In this period in the 1980s, CRT took the shape in which it is known today. In the simplest terms, CRT seeks to understand the ways in which America’s history of slavery, segregation, and racial discrimination has embedded itself in our society’s systems. For example, discriminatory housing practices like redlining have been shown to have impacted lending to Black homeowners well beyond the years in which they were outlawed. CRT is a framework and perspective that questions the lineage of such practices in order to identify, qualify, and eventually challenge them.
CRT from its very beginning has represented an intentionally disruptive strain of academic discourse. It looks beyond “civil rights, integration, affirmative action, and other liberal measures” to question the residual legacy of historical forms of racism. This racism, which in part defined our country through the institutions of slavery and Jim Crow for 72% of our history, had a more far-reaching impact than our modern conception of racism as an individual moral failing would suggest. In this respect, CRT is part of a much broader historical reevaluation, which views racism as a collective and systemic burden on our society, and not just on individual people and relations.
From its inception, CRT caused scholarly controversy. Some academics questioned how widely it could be applied, and others decried it as a reductive philosophy of race, one that unnecessarily placed too much emphasis on race as a social determinant of identity and economic opportunity.
Whatever your opinions on either of those issues, it seems to me that outside the academy CRT shares one core tenet that deserves to be defended in public discourse: Slavery, segregation, and racial discrimination changed the course of our nation’s history, and we are still dealing with that legacy today.
To me, that is a simple and critical fact of American history that everyone should be able to deal with at any age and in any context. CRT is not the only way of having that conversation, nor are its students and proponents the only ones leading it.
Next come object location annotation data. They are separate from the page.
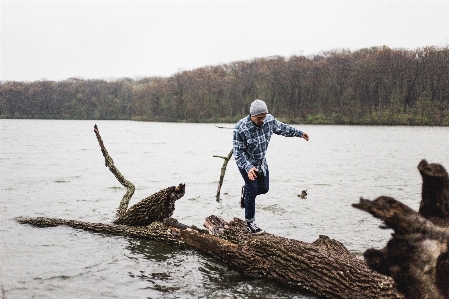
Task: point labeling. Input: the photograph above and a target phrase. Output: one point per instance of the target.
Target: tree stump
(325, 267)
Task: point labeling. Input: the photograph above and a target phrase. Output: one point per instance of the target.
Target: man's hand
(252, 173)
(305, 136)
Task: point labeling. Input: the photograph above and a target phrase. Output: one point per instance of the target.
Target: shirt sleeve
(285, 130)
(240, 154)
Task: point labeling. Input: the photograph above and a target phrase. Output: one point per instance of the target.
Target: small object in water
(303, 194)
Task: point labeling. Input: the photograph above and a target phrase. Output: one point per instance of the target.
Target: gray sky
(56, 40)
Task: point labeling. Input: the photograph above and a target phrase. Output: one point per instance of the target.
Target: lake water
(55, 168)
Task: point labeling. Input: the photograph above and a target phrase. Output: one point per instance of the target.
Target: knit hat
(258, 107)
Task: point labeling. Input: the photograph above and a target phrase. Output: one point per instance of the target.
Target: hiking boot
(253, 228)
(242, 198)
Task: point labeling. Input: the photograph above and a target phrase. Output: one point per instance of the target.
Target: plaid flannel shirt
(250, 142)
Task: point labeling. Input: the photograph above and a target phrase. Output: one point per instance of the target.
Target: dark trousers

The public debates around CRT
Of course, the greatest barrier to agreeing on that simple statement is the post-civil rights era narrative (some might even say “myth”) that racism was vanquished by progressive politics and legislation in the 1960s.
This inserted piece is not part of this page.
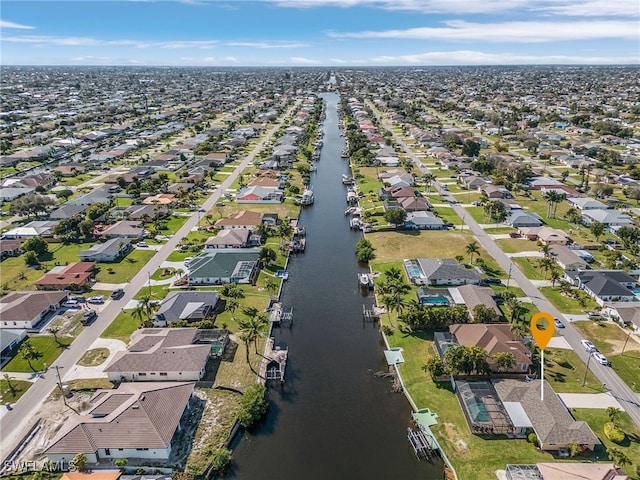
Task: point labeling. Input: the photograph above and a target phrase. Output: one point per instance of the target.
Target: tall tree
(471, 249)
I’ve written about this phenomenon in an earlier essay on “color blindness” and how that term (intentionally or not) obscures the reality of racial inequality. Suffice to say here that, while the legal victories of the civil rights era made it impossible to discriminate on the basis of race overtly, they did not magically wipe out racism overnight.
Things have changed in American society. Racism is not what it once was, but that doesn’t mean we live in a utopian, post-racial, equal society. And while personal prejudices may always survive in hearts and minds, systemic disadvantages can be publicly rooted out. As long as racial disparities exist in wealth, income, education, employment, housing, healthcare, voting, and immigration, race will be a necessary lens through which we view and study American society.
To acknowledge that is not to argue that we’ve reverted to pre-1960s levels of racism, or to imply that progress has not been made. It is to assert that, economically and systemically, things have not materially improved to a sufficient degree where we can all agree we live in an equal, meritocratic society.
The current debate around CRT hinges on an intentionally confusing reversal of this point. Opponents of CRT—and by extension opponents of any critical engagement with issues of race—argue that the theory unfairly characterizes American history and contemporary American society as intrinsically evil, morally shameful, and generally intolerable. CRT scholars, in this configuration, threaten to teach children and adults alike to “hate” white people, America, and the societal, world-historical progress in which both have undoubtedly played a part.
This incoherent and manipulative view of CRT did not originate in the past couple of years. Even in President Clinton’s administration, CRT was cited as a “radical” philosophy, unfit for public exposure. Association with it effectively prevented a respected law professor, Lani Guinier, from being appointed assistant attorney general in 1993.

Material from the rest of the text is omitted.